Избранное | страница 13



— Ну, почему ты сердишься? Ведь то, что я буду делать, дорого мне…

Он пробормотал:

— Не оставляй меня…

Ана никак не ожидала, что Петря будет ее умолять. Она бросилась в его объятия, целуя его, и смеясь, и трепеща. Она лепетала бессвязные слова и вдруг, застыдившись, отпрянула назад. Такого с ней еще никогда не бывало. Лихорадочно принялась она стелить постель. Ничего не соображая, взбила подушку, откинула одеяло. Но ее отрезвили приглушенные слова мужа и прозвучавший в них страх:

— Ушлют тебя куда-нибудь учиться…

— Так учиться — это же хорошо…

— А я что буду делать?

Петря не отходил от нее.

— Я вовсе не уверена, что меня пошлют в школу. А если я и поеду, то не всю же жизнь я там пробуду? После школы вернусь домой!

— А там тебе понравится какой-нибудь господин… и…

— Горюшко ты мое, где у тебя разум? Нету там господ. Там все хорошие люди.

— Не уезжай… Не оставляй меня…

— Господи, неужели ты думаешь, я тебя брошу?

Петря схватил ее и в отчаянии стал целовать, вновь погрузившись в бездонный водоворот объятий, куда, словно из неведомой дали, донесся теряющийся голос женщины — чуждый, необычный:

— Петря… лампа… увидят…

II

Недели две все шло по-старому.

По утрам Петря брал сумку с едой и отправлялся через холм в госхоз. Ана шла вместе с ним до вершины холма к ореховому дереву, старому свидетелю их любви. Поцеловавшись и улыбнувшись друг другу, они расставались. Проводив взглядом мужа, Ана возвращалась к своему хозяйству.

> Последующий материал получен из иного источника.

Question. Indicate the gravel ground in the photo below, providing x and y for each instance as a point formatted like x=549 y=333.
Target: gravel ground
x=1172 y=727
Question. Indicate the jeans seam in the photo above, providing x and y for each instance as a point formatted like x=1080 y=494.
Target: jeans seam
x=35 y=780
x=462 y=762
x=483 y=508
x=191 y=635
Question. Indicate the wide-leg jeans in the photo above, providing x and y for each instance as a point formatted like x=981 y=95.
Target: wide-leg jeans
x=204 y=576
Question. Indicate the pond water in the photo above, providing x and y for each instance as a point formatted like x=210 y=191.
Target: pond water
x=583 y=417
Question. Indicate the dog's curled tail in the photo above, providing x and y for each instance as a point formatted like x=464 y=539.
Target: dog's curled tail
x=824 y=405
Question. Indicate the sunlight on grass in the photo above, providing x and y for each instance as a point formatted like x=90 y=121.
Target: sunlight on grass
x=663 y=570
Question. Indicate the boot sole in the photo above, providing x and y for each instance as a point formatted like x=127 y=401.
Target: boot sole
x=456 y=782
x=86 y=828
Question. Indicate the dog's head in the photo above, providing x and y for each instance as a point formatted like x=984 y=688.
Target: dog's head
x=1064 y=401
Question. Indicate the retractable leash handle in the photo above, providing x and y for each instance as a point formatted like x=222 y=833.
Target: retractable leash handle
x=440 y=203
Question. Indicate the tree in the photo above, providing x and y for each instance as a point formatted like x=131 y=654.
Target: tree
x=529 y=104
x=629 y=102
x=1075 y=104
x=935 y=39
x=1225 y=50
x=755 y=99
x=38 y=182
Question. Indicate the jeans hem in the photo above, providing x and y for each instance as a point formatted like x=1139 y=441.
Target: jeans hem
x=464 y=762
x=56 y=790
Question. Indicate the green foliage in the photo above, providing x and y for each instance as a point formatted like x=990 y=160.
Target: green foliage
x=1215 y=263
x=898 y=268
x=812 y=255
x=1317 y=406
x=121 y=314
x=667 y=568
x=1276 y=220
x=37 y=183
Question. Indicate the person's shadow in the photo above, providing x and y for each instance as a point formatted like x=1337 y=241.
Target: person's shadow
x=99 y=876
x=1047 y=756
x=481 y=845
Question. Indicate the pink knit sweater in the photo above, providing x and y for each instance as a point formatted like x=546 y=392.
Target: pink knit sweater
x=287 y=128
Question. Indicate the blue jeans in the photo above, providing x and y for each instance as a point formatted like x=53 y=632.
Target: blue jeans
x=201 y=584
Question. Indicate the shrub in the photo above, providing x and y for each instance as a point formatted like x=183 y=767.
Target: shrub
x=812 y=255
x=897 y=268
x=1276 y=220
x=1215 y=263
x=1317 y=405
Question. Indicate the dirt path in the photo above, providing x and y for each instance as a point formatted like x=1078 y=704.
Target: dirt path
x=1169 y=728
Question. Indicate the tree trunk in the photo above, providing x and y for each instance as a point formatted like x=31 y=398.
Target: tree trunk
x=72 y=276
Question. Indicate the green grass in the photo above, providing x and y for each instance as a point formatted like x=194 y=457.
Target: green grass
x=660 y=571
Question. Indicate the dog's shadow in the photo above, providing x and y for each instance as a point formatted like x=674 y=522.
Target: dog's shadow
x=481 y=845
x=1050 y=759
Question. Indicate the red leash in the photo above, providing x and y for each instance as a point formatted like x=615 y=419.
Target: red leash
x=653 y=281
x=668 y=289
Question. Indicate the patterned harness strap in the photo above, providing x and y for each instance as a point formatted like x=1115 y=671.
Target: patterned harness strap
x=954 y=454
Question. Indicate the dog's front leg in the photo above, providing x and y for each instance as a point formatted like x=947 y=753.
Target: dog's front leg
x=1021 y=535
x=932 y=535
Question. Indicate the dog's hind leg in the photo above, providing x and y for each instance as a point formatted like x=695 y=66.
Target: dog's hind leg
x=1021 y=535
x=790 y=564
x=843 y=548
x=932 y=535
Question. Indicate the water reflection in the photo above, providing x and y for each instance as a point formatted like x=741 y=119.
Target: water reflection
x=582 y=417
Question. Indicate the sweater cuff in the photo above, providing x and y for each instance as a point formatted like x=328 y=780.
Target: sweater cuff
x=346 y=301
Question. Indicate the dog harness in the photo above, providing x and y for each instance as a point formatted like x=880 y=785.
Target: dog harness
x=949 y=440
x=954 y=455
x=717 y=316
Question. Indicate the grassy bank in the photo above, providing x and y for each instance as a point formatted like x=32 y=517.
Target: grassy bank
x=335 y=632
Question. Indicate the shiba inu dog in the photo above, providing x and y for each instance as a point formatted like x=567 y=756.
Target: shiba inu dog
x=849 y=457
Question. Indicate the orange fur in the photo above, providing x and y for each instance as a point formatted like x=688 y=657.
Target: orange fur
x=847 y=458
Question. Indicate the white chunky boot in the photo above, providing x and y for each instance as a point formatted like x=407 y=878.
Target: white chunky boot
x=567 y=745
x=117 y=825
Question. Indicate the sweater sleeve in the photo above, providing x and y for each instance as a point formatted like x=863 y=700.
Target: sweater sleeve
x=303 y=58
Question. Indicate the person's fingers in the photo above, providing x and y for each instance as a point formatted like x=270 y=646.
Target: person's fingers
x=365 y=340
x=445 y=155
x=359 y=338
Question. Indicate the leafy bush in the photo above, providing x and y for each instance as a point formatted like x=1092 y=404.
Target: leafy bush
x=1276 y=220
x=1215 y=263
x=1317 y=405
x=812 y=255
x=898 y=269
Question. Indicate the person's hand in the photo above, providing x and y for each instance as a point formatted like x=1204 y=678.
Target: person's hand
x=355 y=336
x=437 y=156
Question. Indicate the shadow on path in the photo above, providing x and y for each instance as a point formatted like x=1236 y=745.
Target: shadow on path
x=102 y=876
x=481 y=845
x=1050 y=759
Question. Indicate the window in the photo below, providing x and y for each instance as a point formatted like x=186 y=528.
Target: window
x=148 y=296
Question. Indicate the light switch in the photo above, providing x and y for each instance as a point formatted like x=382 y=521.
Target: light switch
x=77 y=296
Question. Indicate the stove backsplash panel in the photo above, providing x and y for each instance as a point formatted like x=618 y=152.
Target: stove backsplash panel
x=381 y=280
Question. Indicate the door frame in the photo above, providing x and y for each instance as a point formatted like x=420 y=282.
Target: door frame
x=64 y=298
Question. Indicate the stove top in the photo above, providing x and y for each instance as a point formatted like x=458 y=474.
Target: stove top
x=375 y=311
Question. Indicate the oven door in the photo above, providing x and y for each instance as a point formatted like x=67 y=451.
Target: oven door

О клубе ни один из них не забывал, но в разговорах они осторожно обходили его. Каждый упорно думал о своем. Петря тешил себя мыслью, что Ана забыла про клуб, а она, строя свои планы, тайком радовалась, что муж примирился и, кто знает, может быть, даже будет ей помогать. Каждый верил, что другой про себя уже согласился с его тайным желанием.

Вечером, когда муж, усталый, возвращался с работы, его ждали вкусная еда и ласки жены, поэтому он старался упрятать подальше проклятое беспокойство.

Казалось, что все опять пошло по-прежнему: дунул злой ветер, зарябилась на мгновенье гладь их жизни, но ветер утих, и водная поверхность снова простерлась блестящим зеркалом.

Вечера и ночи опять принадлежали любви, которая сжигала их, как и в первые недели их совместной жизни.

Однако жизнь состоит не только из вечеров и ночей любви. Между ними есть и дни. И дни стали казаться Ане нескончаемыми и бесплодными. Пока она была с Петрей, она знала, что ей делать: не раздражать мужа, оберегать его, словно мать своего заснувшего ребенка. Но днем, когда она возилась во дворе, плела циновки, кормила птицу, ее одолевали сомнения. Она видела, что люди, как и раньше, выходили на поле с плугами, с заступами на плечах, спускались с холма в Кэрпиниш, перекапывали виноградники, собирали сухой бурьян, сваливали его в огромные кучи и сжигали, возили на поля навоз, медленно шагая рядом с суровыми, невозмутимыми волами, — все шло так же, как и десятки лет назад. Для них в этой жизни как будто ничего не изменилось. И безразличие людей причиняло Ане боль: она знала, что для каждого из них она должна сделать доброе дело, но порой ей казалось, что это доброе дело никому и не нужно. Люди забыли о клубе: так радостно и воодушевленно приняли они эту весть и так равнодушно похоронили ее. «Ну и хорошо, избавилась от заботы», — пыталась она убедить себя, но в душе была недовольна. День ото дня в ней росло беспокойство. Ана не очень ясно представляла, откуда оно, но чувствовала, что люди не забыли про клуб.